The properties, which have a total area of ​​approximately 77,000 square meters, are fully let and generate annual rental income of just over SEK 110 million with an estimated operating net of approximately SEK 100 million. Access is expected to take place no later than February 2022.

The parties' intention is that the acquisition will be completed no later than 31 October 2021 and that Doxa will take over the properties as soon as possible, however no later than 28 February 2022. The acquisition will take place in company form and the purchase price will be determined by a customary calculation of the target company's equity. between the agreed property value for the properties and the book value of the properties per day for access to the target company and less deferred tax.

"With the current acquisition, we are already initially creating an attractive platform for our real estate operations with significant cash flow. We have for some time identified a number of opportunities to expand with complementary real estate investments and intend to manage a broad portfolio of assets that span several property segments and geographic submarkets in order to create an attractive risk-adjusted return over time," says Greg Dingizian, Doxa's Chairman of the Board.
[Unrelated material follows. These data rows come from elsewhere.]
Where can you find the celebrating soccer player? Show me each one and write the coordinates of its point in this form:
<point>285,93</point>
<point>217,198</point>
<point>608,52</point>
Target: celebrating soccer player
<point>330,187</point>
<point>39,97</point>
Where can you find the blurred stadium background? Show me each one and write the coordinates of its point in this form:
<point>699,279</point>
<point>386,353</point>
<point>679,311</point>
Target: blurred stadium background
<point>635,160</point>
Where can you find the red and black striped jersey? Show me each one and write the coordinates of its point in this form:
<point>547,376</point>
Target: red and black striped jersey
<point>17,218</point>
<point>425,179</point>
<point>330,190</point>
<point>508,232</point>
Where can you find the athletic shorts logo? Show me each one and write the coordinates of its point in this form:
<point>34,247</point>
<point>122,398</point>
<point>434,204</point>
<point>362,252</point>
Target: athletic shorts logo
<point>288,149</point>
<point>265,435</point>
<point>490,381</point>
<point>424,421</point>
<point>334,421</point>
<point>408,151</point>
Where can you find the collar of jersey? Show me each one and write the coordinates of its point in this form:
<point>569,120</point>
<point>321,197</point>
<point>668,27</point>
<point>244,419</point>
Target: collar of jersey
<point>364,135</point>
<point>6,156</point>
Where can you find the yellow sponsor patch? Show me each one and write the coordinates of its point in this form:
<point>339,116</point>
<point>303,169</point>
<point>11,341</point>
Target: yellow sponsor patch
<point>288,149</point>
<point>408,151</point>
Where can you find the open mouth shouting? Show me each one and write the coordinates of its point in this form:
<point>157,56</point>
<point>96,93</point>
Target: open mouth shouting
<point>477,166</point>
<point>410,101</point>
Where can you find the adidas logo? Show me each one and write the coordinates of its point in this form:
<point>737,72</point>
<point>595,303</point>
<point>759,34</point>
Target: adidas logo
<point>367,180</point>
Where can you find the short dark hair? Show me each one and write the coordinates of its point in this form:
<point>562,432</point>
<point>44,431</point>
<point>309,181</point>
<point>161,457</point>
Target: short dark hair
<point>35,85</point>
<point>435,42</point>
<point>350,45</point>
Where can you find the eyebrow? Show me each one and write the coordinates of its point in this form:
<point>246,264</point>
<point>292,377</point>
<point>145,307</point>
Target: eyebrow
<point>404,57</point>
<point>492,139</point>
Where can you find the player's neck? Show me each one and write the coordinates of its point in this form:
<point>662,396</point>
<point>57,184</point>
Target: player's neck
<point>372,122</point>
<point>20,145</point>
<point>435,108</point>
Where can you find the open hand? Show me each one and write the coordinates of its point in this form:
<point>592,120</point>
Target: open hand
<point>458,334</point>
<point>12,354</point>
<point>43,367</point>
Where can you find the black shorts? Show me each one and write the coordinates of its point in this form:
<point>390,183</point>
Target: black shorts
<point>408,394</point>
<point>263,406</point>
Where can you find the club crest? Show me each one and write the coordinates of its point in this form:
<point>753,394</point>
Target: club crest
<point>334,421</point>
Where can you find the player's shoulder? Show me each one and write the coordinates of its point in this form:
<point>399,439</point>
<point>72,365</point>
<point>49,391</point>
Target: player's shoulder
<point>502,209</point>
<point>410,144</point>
The purchase price is intended to be paid by Doxa: i) issues a debenture to the seller of SEK 200 million, ii) issues 45 million shares in the company to the seller at a subscription price of SEK 9 per share, and iii) pays the remaining part of the purchase price to the seller .

The subscription price for the newly issued shares has been determined through a negotiation between the company and the seller and is 6.8 percent higher than the volume-weighted average share price of SEK 8.43 for the company's share on Nasdaq First North Growth Market during a period of ten trading days. the conclusion of the letter of intent.

The Board considers that part of the purchase price is intended to be paid in newly issued shares in Doxa in the best interests of Doxa and the shareholders. In addition to enabling the acquisition, it also establishes a connection with the seller, who will continue to manage the Properties in the event that the Acquisition is carried out. The Board believes that the seller is well placed to contribute with significant insight and knowledge about the properties, which is expected to be useful to Doxa. Overall, the Board believes that payment in newly issued shares contributes to creating value for the company's shareholders.

In connection with the signing of the letter of intent, the seller has undertaken not to negotiate with anyone other than Doxa until 31 October 2021 regarding the transfer of the target company's shares, properties, or operations.

For the acquisition, the usual conditions apply to the screening of the target company, the subsidiaries and the properties and that the parties agree on all conditions for the acquisition.

If the acquisition is completed, it will be Doxa's first property acquisition and thus a further step towards the new business focus. The completion of the acquisition may therefore require Doxa to undergo a renewed listing process on Nasdaq First North Growth Market.

Fredersen Advokatbyrå AB is the legal advisor to Doxa Aktiebolag in the transaction.